[Clinical featuers of adult patients with post-viral-encephalitis autoimmune encephalitis].

To explore the clinical features of post-viral-encephalitis autoimmune encephalitis (PVEAE). Ten cases of PVEAE, who were hospitalized in the Neurology Department of Peking Union Medical College Hospital (PUMCH) between November 2014 and October 2019, were retrospectively reviewed. Clinical manifestation, immunology, neuroradiology, treatment and outcomes were analyzed. There were 5 males and 5 females, with a median age of 44 (18, 66) years. Of 9 cases, the median interval between the two onsets of encephalitis was 37 (24, 60) days, and there was no obvious interval in case 7. In viral encephalitis phase, the peak modified Rankin scale (mRS) was 4.5 (4.0, 5.0) and the remission mRS was 2.0 (1.0, 3.0). In autoimmune encephalitis (AE) phase, the peak mRS was 4.0 (3.0, 5.0). Symptoms of AE included mental and behavioral abnormalities (10/10), amnesia (10/10), motor disorders (5/10), autonomic dysfunction (5/10), speech disorders (4/10), seizures (2/10) and consciousness disturbance (2/10). On average, each case presented with 4 (2, 6) symptoms. In AE phase, the positive rate of anti-N-methyl-D-aspartate (anti-NMDA) receptor antibody in cerebrospinal fluid (CSF) was 80% (8/10), while in serum it was only 20% (2/10). Neuroimaging showed that in AE phase, the lesions expanded in 8 cases, remained unchanged in 1 case and shrank in 1 case.
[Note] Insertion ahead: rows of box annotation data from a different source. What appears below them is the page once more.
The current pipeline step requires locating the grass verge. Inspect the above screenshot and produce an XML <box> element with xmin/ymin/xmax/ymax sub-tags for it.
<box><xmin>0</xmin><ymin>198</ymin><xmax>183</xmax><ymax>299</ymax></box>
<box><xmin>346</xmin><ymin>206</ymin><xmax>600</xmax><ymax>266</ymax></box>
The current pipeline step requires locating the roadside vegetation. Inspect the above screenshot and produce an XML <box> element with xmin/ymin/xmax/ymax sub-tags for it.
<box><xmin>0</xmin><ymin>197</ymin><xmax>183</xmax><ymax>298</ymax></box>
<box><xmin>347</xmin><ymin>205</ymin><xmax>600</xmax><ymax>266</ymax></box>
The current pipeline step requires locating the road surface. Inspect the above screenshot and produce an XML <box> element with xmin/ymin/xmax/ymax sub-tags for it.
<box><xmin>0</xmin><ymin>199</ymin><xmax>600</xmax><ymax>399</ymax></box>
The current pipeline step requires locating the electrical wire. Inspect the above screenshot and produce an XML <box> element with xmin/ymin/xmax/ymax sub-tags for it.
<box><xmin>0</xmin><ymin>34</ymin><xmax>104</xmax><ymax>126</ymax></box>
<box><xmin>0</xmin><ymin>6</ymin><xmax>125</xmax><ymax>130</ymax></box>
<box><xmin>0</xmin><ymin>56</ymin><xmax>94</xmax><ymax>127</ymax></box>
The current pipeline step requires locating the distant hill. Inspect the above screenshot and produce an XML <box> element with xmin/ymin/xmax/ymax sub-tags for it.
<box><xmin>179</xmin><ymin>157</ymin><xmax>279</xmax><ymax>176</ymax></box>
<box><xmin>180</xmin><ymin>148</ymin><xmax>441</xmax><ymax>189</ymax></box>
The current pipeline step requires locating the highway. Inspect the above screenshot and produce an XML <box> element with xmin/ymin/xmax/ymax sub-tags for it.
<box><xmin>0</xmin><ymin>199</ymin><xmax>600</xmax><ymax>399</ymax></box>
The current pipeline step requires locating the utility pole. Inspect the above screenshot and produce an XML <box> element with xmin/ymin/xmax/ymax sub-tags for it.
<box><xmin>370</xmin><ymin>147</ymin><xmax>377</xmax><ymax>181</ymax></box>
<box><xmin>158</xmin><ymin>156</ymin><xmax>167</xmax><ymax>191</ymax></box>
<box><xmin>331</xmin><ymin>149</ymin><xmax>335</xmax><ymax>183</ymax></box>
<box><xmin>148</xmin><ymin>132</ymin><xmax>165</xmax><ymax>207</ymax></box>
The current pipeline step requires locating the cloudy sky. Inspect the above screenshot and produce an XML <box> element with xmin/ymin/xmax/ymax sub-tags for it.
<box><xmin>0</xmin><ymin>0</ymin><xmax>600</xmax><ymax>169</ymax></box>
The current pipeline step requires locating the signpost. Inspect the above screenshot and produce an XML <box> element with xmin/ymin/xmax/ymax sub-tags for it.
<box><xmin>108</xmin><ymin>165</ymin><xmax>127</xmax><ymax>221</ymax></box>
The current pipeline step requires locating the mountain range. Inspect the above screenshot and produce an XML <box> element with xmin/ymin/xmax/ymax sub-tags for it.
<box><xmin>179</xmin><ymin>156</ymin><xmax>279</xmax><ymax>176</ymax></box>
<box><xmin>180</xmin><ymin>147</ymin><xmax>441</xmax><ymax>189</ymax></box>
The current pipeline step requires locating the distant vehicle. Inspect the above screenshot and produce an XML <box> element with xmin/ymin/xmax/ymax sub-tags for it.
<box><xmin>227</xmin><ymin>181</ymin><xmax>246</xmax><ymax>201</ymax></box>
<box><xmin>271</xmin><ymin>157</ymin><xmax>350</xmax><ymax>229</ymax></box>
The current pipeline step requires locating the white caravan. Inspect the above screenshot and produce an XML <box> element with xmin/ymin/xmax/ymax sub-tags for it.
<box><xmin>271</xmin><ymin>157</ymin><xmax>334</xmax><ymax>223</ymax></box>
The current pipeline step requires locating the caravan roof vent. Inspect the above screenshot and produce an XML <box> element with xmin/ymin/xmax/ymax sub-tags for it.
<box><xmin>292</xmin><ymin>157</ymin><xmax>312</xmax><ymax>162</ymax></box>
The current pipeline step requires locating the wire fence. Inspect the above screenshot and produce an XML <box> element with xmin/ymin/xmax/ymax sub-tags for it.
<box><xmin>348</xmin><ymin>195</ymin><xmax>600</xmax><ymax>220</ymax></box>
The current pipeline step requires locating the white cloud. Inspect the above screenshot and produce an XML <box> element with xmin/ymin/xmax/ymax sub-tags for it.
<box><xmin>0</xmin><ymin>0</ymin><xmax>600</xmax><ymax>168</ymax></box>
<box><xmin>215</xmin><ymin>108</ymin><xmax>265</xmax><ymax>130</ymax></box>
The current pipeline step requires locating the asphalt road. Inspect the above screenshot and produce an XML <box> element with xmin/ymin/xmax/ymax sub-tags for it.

In AE phase, 10 cases received first line treatments, and 2 cases accepted long-course immunotherapy. After treatment, symptoms of 9 cases were obviously relieved. The mRS for short-term and long-term outcomes was 2.0 (1.0, 4.0) and 1.0 (0, 2.0), respectively. PVEAE might present with either typical biphasic course or monophasic/pseudo-monophasic course. In AE phase, anti-NMDA receptor antibody turned positive in most cases. Much importance should be attached to the recognition and diagnosis of PVEAE and treat it actively thereafter.